« Lille, Arras, Douai, Valenciennes, / Que sais-je encore, Saint-Quentin !… »
Suis-je fou ? Peut-être un peu, beaucoup, mais pas tout le temps.
Il m’arrive souvent de ressentir la présence réelle des auteurs que j’aime, pourtant morts depuis longtemps, comme si j’allais pouvoir les rencontrer au coin de la rue, derrière une porte, dans un café, et discuter avec eux.
Je les vois, je les dessine mentalement, je ressens les chairs, j’entends les voix.
Ainsi Paul Verlaine, décédé à cinquante-et-un an en 1896, arrivé par la poste hier, un peu exalté, un peu ivre, sans le sou comme d’habitude, me tendant le texte de sa conférence Les poètes du Nord, prononcée au café le Procope à Paris le 29 mars 1894, égarée depuis.
Cette huitième et dernière conférence surgit des limbes, c’est une découverte, elle m’enchante.
Dans cette allocution, Paul Verlaine, dont la mère était originaire de Fampoux, dans le Pas-de-Calais, fait l’éloge des « nordistes » Marceline Desbordes-Valmore, dont on sait combien elle influença son vers, du critique, poète et romancier Sainte-Beuve, né à Boulogne-sur-Mer, du chansonnier patoisant Alexandre Desrousseaux, auteur de la fameuse berceuse L’canchon-dormoire dit « P’tit Quinquin », et de François Cottignies, chansonnier lillois.

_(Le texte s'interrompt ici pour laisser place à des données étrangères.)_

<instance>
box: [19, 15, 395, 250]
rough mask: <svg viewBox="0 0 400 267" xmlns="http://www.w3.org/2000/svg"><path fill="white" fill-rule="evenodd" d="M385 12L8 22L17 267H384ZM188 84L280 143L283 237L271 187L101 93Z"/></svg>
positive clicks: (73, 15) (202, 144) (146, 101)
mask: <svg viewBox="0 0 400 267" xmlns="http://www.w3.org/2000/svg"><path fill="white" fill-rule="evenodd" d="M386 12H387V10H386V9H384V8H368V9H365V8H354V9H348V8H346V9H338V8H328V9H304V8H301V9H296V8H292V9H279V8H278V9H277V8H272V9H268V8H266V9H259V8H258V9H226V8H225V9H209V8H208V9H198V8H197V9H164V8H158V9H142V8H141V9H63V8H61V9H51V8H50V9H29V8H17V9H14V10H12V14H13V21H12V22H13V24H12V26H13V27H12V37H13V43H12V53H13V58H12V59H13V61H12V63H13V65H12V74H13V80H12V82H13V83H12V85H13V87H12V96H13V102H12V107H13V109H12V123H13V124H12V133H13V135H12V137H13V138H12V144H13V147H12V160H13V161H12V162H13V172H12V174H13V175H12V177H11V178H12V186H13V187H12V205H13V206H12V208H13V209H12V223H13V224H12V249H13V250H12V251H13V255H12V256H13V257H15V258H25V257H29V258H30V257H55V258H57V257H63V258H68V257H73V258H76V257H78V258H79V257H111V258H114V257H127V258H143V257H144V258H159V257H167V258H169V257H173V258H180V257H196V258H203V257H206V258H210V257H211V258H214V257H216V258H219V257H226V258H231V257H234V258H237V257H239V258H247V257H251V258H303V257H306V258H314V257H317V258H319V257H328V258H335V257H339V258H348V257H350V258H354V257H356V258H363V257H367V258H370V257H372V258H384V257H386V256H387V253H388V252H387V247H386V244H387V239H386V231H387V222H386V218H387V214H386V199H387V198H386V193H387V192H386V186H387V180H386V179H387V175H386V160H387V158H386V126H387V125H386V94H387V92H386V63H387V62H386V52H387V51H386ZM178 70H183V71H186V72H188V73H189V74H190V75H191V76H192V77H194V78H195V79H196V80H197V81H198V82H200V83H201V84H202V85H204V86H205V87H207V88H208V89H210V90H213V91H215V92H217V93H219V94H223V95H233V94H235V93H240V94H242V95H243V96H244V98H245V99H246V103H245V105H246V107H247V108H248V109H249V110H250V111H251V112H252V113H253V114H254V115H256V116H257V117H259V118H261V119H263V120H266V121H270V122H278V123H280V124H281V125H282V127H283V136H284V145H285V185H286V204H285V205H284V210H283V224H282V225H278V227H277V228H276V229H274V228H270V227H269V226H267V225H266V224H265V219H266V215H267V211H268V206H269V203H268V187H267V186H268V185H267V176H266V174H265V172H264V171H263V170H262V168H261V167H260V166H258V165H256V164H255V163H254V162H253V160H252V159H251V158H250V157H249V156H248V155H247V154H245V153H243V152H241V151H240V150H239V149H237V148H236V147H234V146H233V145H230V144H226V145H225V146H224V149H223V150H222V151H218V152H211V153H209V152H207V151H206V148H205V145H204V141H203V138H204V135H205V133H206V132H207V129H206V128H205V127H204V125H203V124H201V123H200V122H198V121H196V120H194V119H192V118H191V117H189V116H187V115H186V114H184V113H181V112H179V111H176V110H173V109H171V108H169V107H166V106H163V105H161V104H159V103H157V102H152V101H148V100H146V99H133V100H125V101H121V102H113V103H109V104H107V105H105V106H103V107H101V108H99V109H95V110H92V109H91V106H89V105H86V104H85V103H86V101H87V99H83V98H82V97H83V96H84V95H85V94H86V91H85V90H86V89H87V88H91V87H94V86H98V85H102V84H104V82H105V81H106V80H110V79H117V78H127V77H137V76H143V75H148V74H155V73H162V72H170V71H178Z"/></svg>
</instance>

Invité par la Société anacréonique des Rosati, fondée en 1778 à Blangy en Artois (la poésie, l’amour, le vin, la licence, le gai savoir), il y incite les auditeurs à se réapproprier leur patrimoine régional, à ne plus considérer la littérature et bon goût sous le seul angle parisien.
« En novembre 1892, précise son préfacier, Patrice Locmant, Paul Verlaine entreprit une tournée de conférences qui le mena en Hollande, en Belgique, en Lorraine puis en Angleterre, au cours de laquelle il traita tour à tour, à l’occasion de dix-sept rencontres publiques, de poésie contemporaine, des Parnassiens, des Symbolistes et des Décadents, des poètes de l’Ecole romane, de Shakespeare et de Racine, de son recueil de médaillons sur Les Poètes maudits (1884), ou encore de son œuvre poétique en agrémentant son propos de lectures de ses propres poèmes. »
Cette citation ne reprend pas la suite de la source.